Ogni anno vengono prodotte 100 tonnellate di rifiuti di plastica (Foto: dbimages/Alamy)
Ogni anno vengono prodotte 100 tonnellate di rifiuti di plastica (Foto: dbimages/Alamy)
Un team internazionale di ricercatori ha escogitato un nuovo metodo per trasformare i rifiuti di plastica in un carburante liquido. Rispetto ad altre tecniche analoghe, quella sviluppata in tandem dallo Shanghai Institute of Organic Chemistry e dalla University of California consuma meno energia e genera un prodotto di migliore qualità. Sebbene la prospettiva di un'applicazione industriale sia ancora piuttosto lontana, lo studio pubblicato su Science Advances può contribuire a risolvere il difficile problema dello smaltimento delle materie plastiche.
 
UN OCEANO DI PLASTICA
Secondo un report presentato a gennaio 2016 durante il World Economic Forum (WEF), il 95% della plastica viene gettata dopo un singolo utilizzo. Il risultato di questo spreco è che ogni anno vengono prodotti 100 milioni di tonnellate di rifiuti plastici, 8 milioni dei quali finiscono in mare.

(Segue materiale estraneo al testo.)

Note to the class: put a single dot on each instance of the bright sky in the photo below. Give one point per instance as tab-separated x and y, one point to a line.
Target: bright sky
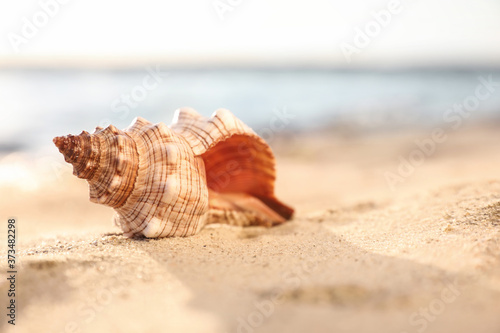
250	32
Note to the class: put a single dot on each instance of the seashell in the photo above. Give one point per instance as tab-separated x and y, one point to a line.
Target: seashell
171	181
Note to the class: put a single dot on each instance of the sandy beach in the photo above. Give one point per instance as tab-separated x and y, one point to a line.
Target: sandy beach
361	255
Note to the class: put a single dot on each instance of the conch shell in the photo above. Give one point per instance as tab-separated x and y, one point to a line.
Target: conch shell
171	181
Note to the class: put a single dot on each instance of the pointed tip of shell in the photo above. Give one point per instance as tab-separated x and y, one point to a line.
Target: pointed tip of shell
222	113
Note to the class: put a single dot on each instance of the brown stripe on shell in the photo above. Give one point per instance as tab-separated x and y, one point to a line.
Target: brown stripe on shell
166	182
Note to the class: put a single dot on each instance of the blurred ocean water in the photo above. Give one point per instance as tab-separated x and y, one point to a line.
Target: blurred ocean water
37	105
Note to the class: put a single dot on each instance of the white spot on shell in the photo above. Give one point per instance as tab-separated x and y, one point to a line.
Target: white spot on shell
154	226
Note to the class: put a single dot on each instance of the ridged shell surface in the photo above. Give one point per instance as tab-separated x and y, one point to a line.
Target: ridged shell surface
171	181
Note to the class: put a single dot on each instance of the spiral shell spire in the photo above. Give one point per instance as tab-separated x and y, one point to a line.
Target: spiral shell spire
171	181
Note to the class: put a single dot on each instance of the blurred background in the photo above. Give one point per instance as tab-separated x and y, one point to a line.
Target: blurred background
334	66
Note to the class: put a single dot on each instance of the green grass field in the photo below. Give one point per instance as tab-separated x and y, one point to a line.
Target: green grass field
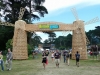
34	67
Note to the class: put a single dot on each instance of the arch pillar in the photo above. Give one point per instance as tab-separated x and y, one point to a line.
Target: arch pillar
20	41
79	40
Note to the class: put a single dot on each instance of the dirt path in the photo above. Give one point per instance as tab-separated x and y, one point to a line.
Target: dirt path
51	69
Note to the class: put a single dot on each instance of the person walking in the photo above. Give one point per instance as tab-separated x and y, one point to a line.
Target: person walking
57	58
64	56
9	58
44	59
77	55
67	58
52	56
1	61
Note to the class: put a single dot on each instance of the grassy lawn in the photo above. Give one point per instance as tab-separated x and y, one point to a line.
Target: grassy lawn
34	67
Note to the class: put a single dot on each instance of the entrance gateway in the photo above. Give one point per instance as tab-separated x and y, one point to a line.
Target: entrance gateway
20	36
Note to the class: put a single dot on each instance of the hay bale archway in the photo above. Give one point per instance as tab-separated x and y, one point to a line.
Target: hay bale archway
20	36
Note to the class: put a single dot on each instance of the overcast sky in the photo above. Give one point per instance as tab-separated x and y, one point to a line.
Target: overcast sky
60	11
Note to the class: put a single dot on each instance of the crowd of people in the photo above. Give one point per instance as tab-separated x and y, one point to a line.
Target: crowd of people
56	56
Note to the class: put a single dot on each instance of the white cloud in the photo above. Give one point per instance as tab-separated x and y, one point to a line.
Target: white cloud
53	5
44	36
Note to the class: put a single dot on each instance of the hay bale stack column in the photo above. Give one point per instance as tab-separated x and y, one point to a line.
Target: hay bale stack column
20	41
79	40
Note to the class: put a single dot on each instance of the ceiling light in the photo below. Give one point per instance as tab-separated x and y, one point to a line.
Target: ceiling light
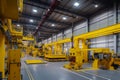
18	25
96	5
76	4
53	25
31	20
34	10
36	27
64	18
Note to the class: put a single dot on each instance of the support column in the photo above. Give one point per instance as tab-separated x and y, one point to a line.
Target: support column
115	43
87	27
116	12
116	4
2	54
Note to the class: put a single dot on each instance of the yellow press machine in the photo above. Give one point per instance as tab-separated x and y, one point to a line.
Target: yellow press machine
103	58
78	55
9	10
54	51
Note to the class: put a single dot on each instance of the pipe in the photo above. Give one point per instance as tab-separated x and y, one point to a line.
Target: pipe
53	5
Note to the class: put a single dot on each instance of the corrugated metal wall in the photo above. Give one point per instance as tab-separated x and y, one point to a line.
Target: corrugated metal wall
101	20
103	42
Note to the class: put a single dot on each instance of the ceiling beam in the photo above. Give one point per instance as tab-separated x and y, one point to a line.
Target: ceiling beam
58	8
38	18
34	25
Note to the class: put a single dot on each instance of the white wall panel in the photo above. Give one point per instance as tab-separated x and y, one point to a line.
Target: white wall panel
68	33
102	42
80	29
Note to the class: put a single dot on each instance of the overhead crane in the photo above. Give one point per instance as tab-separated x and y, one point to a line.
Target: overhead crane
76	52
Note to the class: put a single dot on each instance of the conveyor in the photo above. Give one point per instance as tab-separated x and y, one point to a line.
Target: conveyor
55	71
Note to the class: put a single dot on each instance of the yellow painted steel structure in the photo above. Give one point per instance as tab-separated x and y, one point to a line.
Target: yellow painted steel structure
2	53
26	38
9	9
14	62
103	58
110	30
55	54
35	61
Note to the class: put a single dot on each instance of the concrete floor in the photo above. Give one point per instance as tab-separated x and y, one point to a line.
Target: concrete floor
55	71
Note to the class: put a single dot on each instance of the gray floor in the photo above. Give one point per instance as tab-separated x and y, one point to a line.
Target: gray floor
55	71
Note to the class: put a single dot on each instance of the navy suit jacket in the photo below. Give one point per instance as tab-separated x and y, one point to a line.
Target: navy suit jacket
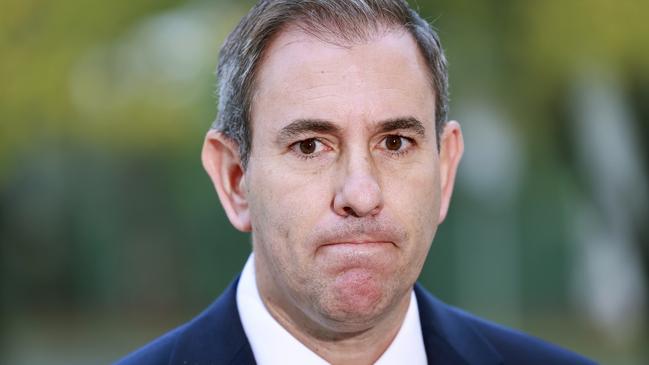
450	335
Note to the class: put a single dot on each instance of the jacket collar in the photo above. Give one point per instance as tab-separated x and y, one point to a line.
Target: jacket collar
449	337
217	336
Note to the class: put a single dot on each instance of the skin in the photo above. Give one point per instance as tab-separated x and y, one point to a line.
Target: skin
344	188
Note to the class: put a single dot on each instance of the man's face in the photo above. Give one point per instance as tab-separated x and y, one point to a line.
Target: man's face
343	181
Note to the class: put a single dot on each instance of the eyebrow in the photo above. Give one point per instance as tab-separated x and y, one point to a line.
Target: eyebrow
303	126
406	123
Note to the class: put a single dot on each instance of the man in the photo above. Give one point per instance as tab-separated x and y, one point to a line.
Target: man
333	149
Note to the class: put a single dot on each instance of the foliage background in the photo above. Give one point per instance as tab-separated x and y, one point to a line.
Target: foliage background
110	232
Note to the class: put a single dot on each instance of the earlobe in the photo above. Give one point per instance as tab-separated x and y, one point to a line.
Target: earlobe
451	150
221	161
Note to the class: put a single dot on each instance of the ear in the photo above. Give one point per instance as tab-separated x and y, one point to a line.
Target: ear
221	161
451	150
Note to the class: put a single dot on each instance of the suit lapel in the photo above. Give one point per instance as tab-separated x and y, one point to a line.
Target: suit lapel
448	337
216	336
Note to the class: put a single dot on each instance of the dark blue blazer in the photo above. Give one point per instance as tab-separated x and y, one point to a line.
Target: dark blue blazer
451	337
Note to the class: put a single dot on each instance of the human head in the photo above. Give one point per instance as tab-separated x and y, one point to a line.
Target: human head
346	183
349	21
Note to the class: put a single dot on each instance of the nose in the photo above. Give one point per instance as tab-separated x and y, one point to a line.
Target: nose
359	193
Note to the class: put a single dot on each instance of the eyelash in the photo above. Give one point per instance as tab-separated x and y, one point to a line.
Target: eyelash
401	152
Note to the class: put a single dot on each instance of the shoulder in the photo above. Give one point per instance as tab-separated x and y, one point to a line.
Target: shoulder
472	335
520	348
156	352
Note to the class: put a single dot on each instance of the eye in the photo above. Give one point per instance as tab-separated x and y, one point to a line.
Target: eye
308	148
395	143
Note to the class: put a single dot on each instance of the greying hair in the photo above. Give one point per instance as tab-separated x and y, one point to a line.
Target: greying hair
346	21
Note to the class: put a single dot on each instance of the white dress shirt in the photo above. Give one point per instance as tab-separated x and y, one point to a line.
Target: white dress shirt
272	344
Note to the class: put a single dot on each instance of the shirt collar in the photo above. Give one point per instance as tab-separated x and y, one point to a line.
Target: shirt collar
271	343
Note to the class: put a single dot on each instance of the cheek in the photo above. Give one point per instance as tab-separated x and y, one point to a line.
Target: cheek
284	208
414	197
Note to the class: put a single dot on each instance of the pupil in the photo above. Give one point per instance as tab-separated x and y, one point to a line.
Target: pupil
307	147
393	143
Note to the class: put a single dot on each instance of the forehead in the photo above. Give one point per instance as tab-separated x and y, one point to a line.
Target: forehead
303	76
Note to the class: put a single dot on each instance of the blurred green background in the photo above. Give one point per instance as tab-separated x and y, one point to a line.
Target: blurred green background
111	233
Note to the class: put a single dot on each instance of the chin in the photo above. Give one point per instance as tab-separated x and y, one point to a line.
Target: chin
356	299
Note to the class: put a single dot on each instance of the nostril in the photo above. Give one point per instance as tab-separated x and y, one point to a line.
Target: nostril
350	211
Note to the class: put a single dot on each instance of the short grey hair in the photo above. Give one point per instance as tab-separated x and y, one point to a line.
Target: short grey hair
348	21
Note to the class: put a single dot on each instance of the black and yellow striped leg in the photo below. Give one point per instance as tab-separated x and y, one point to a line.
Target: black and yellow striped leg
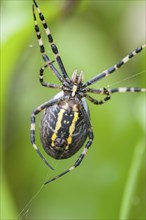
98	102
82	155
53	46
116	90
115	67
48	62
46	84
33	123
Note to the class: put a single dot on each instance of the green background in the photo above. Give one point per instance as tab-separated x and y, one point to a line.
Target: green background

Facendo un'equivalenza, è come se ogni minuto un camion pieno di spazzatura facesse un tuffo nell'oceano. E se il trend non dovesse cambiare, recita il documento,nel 2050 in mare ci saranno più bottiglie e sacchetti di plastica che pesci; si stima che già entro il 2025 si arriverà a contare una tonnellata di plastica ogni 3 tonnellate di pesce.
 
DAL BIDONE DEI RIFIUTI ALL'AUTO
Per convertire la plastica in un prodotto appetibile dal mercato bisogna re cuperare il carbonio e l'idrogeno che compongono il polietilene (PE), il polimero sintetico più comune quando si parla di materie plastiche. Sfruttando dei catalizzatori chimici normalmente impiegati per fabbricare polimeri, il pool di scienziati è riuscito a "smontare" la struttura del polietilene, rimodellando gli atomi di carbonio e idrogeno all'interno di un nuovo composto, che può diventare un carburante diesel o una cera per scopi industriali.
 
VANTAGGI E SVANTAGGI
Il processo si compone di più cicli e funziona a una temperatura di 175 gradi Celsius, molto meno dei 400 gradi richiesti dai metodi ideati in precedenza. I quali, secondo il chimico sintetico Zhibin Guan, davano spesso luogo "a un mix disordinato di gas, oli e altri composti poco utili". L'evidente risparmio energetico ha però un costo in termini di efficienza: la conversione totale della plastica in carburante avviene infatti nel tempo, non proprio record, di quattro giorni. 
 
Le sostanze chimiche necessarie per portare a termine la reazione sono inoltre molto più costose dei catalizzatori attualmente in commercio, il che pone dei limiti per una possibile applicazione su scala industriale. Per questo motivo Guan e i suoi colleghi sono già al lavoro per migliorare la loro tecnica e renderla così appetibile a livello commerciale.